You're correct that the division will result in "0" if chunk_size is
less than record_size. But I didn't like having the extra mental load
for reading and understanding the correctness of "if (chunk_size /
pcd->record_size != pcd->record_nr)" for that case. IOW, the more early
returns we have for known-bad cases, by the time we get to "if
(chunk_size / pcd->record_size != pcd->record_nr)" it would be that much
easier to understand that code.
 
> What we really care about here is that we won't walk off the end of the
> buffer while looking at N fixed-size records ...

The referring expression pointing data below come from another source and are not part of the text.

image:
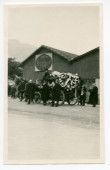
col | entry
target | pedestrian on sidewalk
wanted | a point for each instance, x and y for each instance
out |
(94, 95)
(30, 91)
(56, 93)
(83, 96)
(45, 92)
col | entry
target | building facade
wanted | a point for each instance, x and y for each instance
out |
(86, 65)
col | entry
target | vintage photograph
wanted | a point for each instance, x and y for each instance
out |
(54, 95)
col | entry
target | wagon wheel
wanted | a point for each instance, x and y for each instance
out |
(62, 97)
(37, 97)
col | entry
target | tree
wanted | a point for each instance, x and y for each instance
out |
(14, 69)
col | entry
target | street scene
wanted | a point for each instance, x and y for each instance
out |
(37, 132)
(54, 96)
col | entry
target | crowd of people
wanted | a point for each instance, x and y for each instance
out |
(29, 88)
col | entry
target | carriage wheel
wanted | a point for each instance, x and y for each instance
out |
(37, 97)
(73, 101)
(62, 97)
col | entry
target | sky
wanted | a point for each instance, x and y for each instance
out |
(70, 28)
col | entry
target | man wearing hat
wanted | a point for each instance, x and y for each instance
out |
(30, 91)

Ah, I see. This sort of insight would be great to have as a comment in
the code.

> ... (in that sense, the "too
> big" test is overly careful, but it's easy to include as a sanity
> check).

OK.

>> So in summary there appear to be the following possibilities:
>> 
>> CHUNK_MISSING
>> CHUNK_TOO_SMALL
>> CHUNK_OK
>> CHUNK_TOO_BIG_ALIGNED
>> CHUNK_TOO_BIG_MISALIGNED
>
> So yes, I agree all these cases exist. We detect them all except the
> "misaligned" case (which I think was discussed earlier in the thread as
> not worth caring too much about).

OK.

> But...
>
>> (on top of the cases where record_* inputs are zero).
>> 
>> And it seems prudent to treat each of the not-OK cases differently
>> (including how we report error messages) once we know which category we
>> fall into.
>
> I'm not sure it is worth caring too much about the different cases. From
> the caller's perspective the end result is always to avoid using the
> chunk/file.

Ah OK. Then yes, it does seem like caring about the different cases is
too much from the callers' perspective.

But I do think that checking the different cases with early returns will
at least help readability (and as a bonus assure future Git developers
that divide-by-zero errors are impossible).